DR Options in Greenplum Env

posted Apr 28, 2017, 4:07 PM by Sachchida Ojha
The first solution is a data domain appliance at the primary site, with an identical data domain box at the second site. Primary site backup kicks off, and 10 minutes after this is finished (or 1 hour after it starts, whichever comes first - these are the dd defaults) the first dd box starts to send/sync to the second site. The second site needs some kind of GP instance available to restore to. This can be a second dca (in which case it's often used for dev and test) or can be repurposed x86's, or could be VM based and optionally could be VMs on demand in a cloud based scenario, which really makes the cost of DR very small. It depends on how the customer wants to do it. In the event of a failure at the primary site, the offsite dd backup is used to restore to its local GP instance. Customer flips the ip addresses and the DW is up. If backups are overnight, the DW has lost up to one day of data but this is acceptable to most organisations. 

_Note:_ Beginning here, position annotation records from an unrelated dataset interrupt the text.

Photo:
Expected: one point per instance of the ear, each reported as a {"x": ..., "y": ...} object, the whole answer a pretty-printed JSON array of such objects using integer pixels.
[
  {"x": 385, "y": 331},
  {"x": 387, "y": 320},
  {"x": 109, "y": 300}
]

The second option uses SQLfire to create a true active active DW across two sites. This is like dualload etl but is actually simpler and more elegant. A SQL fire instance is needed at both sites (these are cheap - two servers each or even better a new DIA each). Data writes go to the primary site/instance and are replicated to the second SQL fire instance, sub-second. (Note there is a synchronous and an a-synchronous mode, you'll need to talk with your local gemfire/SQLfire expert to get a download on the nuances.) Both SQLfire instances write to their respective local GP instances, and then either GP box can be queried by the end user (in the simplest scenario it would be different groups of users hitting their nearest GP box). Ideally you would put a load balancing server in the middle to distribute queries and to provide seamless HA, but I'm not sure if or how this is done.